US Department of Education Grants $300,000
Monday, January 25, 2010
Colleges across the country are looking for ways to manage and reduce high-risk drinking, both on campus and in the community, and they’re starting to look to St. Cloud State University as a model.
St. Cloud State is taking steps to provide an answer to what the U.S. Department of Health and Human Services calls a leading public health issue. The department reports that each year about 5,000 young people under the age of 21 die as a result of underage drinking.
“Our goal is to help students succeed and graduate,” said Wanda Overland, vice president of student life and development. “If we’re looking at the whole student, it’s not just about grade point average, but what affects it.”
St. Cloud State is at the cusp of using comprehensive alcohol education initiatives and campus activities like U-Choose, a voluntary alcohol education program that boasts more than 4,300 student participants.
Atwood After Dark and Blizzard Shack are among some of the activities aimed at changing a culture that says “every college student drinks” by giving students healthier alternatives. Efforts to change these perceptions focus on intervention, prevention and community outreach and are driven by strong institutional support from President Earl H. Potter III and other key leaders.

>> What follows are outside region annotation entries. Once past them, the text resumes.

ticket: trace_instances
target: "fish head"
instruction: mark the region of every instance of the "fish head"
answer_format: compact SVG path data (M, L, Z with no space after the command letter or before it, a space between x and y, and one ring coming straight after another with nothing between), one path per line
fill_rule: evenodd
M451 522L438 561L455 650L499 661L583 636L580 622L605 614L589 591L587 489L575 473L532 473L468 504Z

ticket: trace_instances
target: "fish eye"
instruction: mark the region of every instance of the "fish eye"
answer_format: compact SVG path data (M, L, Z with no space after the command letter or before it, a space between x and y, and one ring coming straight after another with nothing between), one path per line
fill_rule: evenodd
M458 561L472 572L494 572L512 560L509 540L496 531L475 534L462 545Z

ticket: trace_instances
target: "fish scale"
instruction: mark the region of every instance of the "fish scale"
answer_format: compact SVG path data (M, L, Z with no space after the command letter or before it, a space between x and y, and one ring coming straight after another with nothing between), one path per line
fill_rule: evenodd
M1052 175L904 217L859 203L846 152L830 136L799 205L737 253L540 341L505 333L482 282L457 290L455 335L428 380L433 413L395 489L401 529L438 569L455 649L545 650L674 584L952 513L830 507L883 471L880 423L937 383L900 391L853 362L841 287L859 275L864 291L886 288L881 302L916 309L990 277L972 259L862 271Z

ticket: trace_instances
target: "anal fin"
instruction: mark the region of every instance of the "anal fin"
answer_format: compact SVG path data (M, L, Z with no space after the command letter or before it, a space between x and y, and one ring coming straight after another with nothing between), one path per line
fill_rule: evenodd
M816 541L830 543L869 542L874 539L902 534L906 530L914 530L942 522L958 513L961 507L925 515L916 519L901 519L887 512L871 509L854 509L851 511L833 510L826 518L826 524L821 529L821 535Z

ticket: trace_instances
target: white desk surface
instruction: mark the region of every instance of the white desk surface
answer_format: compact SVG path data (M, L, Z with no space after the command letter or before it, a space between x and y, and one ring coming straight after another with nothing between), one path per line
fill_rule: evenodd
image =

“People are interested in St. Cloud State because the things we’re doing are innovative,” Overland said, “and even the things that aren’t innovative are best practices and the data is showing that it is making a difference.”
The results have earned St. Cloud State invitations to speak on best practices at local, regional and national conferences and a $300,000 federal grant from the U.S. Department of Education to expand the efforts in the community. “Our whole philosophy is not to say that people shouldn’t drink or use alcohol,” Overland said. “It’s that people need to make healthy choices.”
Since the inception of U-Choose in 2007, St. Cloud State rates of high-risk drinking have fallen while they have increased nationwide. “U-Choose is fun, interactive and engaging, and incorporates what we knew would be best for students,” said Rob Reff, interim assistant dean of students for chemical health and outreach programming.
More than 4,300 students have completed U-Choose in the past three years. “There is a 90 percent positive response rate and (students) tell their friends about it,” Reff said.
St. Cloud State’s success in reducing high-risk drinking and harmful alcohol-related activities among students lies in its unique campus-community relationship. Patrick Mastey ’99, a local landlord, is among the university’s essential partners. Mastey, who operates off-campus housing for students, collaborated with the university to expand the U-Choose program to off-campus residents. He has strongly encouraged students who lease his properties to participate the U-Choose program and provided financial incentives for those who complete it.
“The drive for me is to doing something bigger for Central Minnesota and St. Cloud,” said Mastey, owner and manager of Aspen Housing in St. Cloud. “Hopefully, we’re going to change the behavior and people’s lives at a time that’s necessary.”
More than 200 students who live in his rental properties near campus have willingly completed the program. The result, Mastey says, is better buy-in from parents and a sense of community ownership among students. “We’re making students more aware that they are a part of this community and not just going through this community,” he said.
The $300,000 in funding will allow the university to bring U-Choose to St. Cloud Technical College, expand its partnerships with local property managers, create a robust team of off-campus student liaisons through a Husky Neighbors program and create a broad-based community coalition.
The coalition will identify how everyone from K-12 educators and city leaders to law enforcement and bar owners can work together to create a healthier, safer community.
“We’re constantly trying to be innovative, think outside the box and try different things,” Reff said.